LGBT Parenting Roundup

There’s more going on right now than just the presidential election and Halloween. Here are a few stories:

  • First, score one for the penguins: Library trustees in Calvert County, Maryland, voted unanimously to keep And Tango Makes Three in the children’s section of county libraries, along with other picture books, despite an official complaint that the book be shelved in an area labeled “alternative or non-traditional family.”

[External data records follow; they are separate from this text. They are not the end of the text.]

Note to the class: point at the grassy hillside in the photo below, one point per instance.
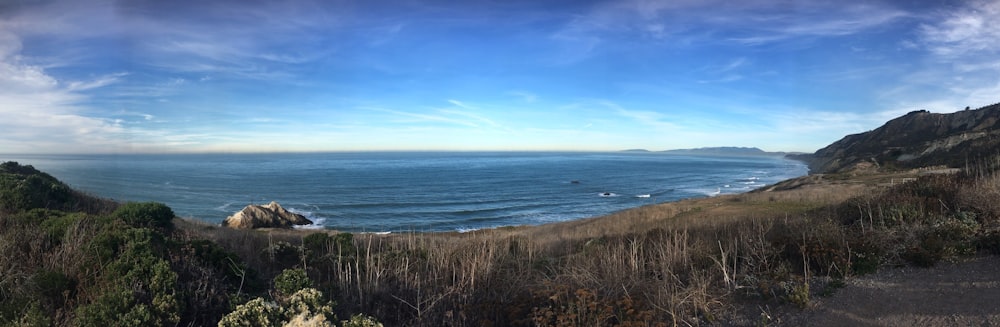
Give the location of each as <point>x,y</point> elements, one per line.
<point>723,260</point>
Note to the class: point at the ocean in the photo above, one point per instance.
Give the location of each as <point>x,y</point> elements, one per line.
<point>413,191</point>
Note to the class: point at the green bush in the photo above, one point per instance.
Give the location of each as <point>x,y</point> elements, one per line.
<point>359,320</point>
<point>52,285</point>
<point>25,192</point>
<point>145,214</point>
<point>256,312</point>
<point>291,281</point>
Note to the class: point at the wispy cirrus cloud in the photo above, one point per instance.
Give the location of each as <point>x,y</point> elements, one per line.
<point>962,68</point>
<point>747,22</point>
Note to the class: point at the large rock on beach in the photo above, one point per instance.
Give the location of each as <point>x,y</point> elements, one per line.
<point>269,216</point>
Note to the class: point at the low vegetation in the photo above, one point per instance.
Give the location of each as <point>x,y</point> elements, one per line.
<point>722,260</point>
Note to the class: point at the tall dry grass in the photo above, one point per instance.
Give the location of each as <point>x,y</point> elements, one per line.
<point>694,262</point>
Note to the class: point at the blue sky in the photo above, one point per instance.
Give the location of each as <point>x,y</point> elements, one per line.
<point>252,76</point>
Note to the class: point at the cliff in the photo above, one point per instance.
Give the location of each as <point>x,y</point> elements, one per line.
<point>917,139</point>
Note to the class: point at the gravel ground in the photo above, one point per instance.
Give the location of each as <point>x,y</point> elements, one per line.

    Library trustees asserted, “it is the job of a library to disseminate information, not to ‘take the role of a parent’ and determine who can access what information.” They asked “how would [books] about single, foster, mixed-race, young or old parents be tagged” and concluded, “Segregating books about such families would require ‘passing value judgments on such families’ and would censor what readers could easily find in the library.”

  • The Atlantic profiles an eight-year-old transgender child. It’s somewhat similar to a May NPR piece on the subject. Like the NPR piece, it does give space to the opinions of Dr. Kenneth Zucker, who doubts children can have any true sense of a non-biological gender identity. (See my earlier post about Zucker.) Overall, it’s a positive article, though, and balances Zucker’s opinions with those of other experts as well as the experience of the family.

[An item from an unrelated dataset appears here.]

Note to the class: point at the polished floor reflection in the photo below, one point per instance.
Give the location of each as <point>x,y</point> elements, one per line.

  • Nancy Polikoff, among others, reminds us of the Arkansas ballot measure, Initiated Act 1, which would ban adoption and foster parenting by unmarried same-sex and opposite-sex couples. She urges donations to Arkansas Families First.

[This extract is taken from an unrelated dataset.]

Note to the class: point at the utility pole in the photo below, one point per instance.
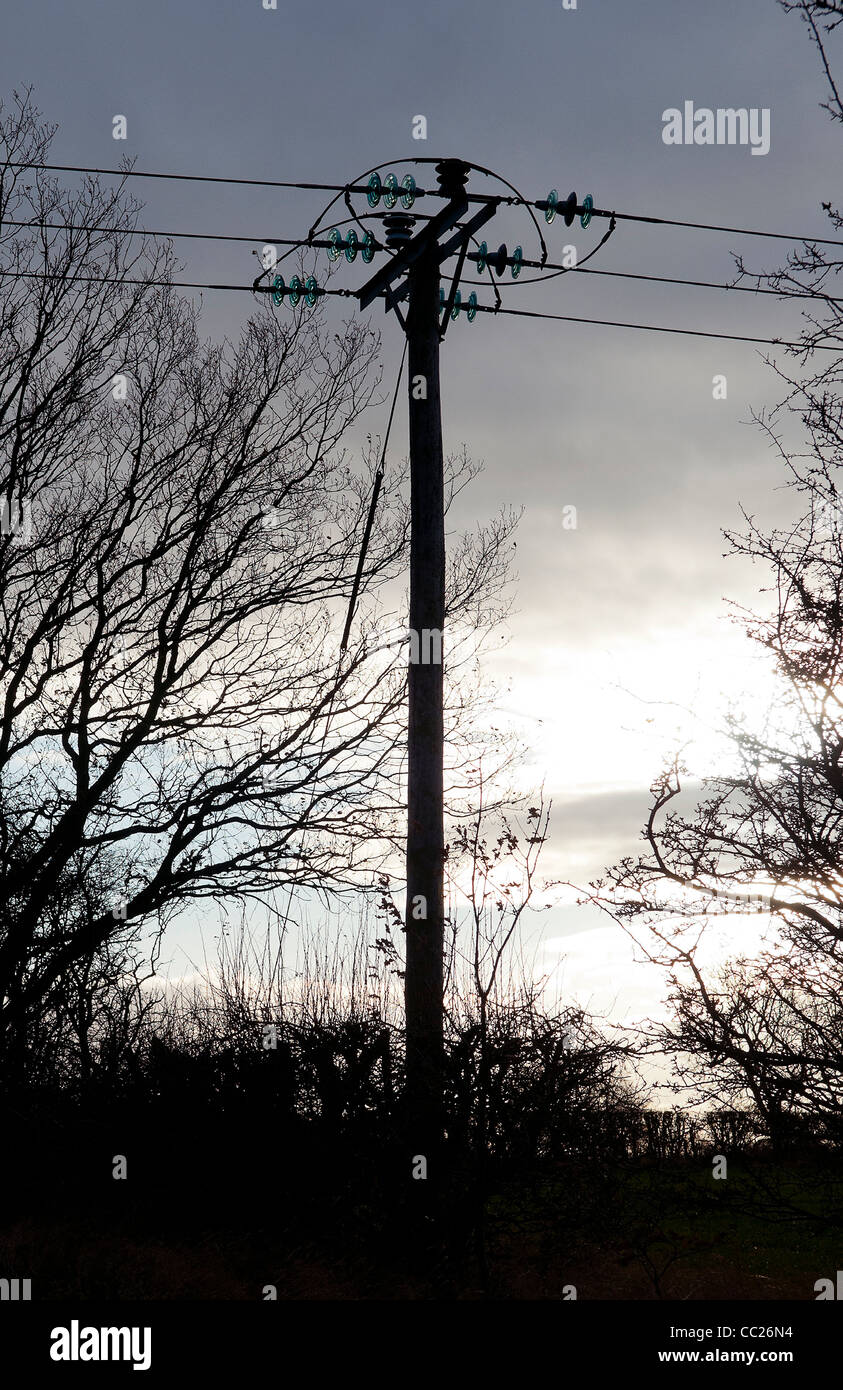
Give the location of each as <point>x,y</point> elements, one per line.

  • Polikoff also points out the bill passed by the U.K.’s House of Commons on October 22, which will require fertility clinics to consider only a child’s need for “supportive parenting,” not the “need for a father” before accepting patients. The new law will also allow lesbian couples who bear children to put both parents’ names on their children’s birth certificates, without requiring the non-biological mother to adopt. She notes that she and others are trying to achieve the same thing in Washington, D.C.
  • And two news items from Canada: School principals in Charlotte County, New Brunswick, have decided not to allow gay author Alex Sanchez to address students in area high schools, after some parents complained about his pending appearance. Local youth leaders condemned the officials’ decision. Sanchez’s Rainbow Boys was a Lambda Literary Award finalist.
  • Two men responsible for the creation of a new, LGBT-inclusive social justice course for British Columbia high school students have filed a human-rights complaint against their local school district for its decision not to offer the course this year. School officials say they want to review the course’s content after some parents complained it went against their religion.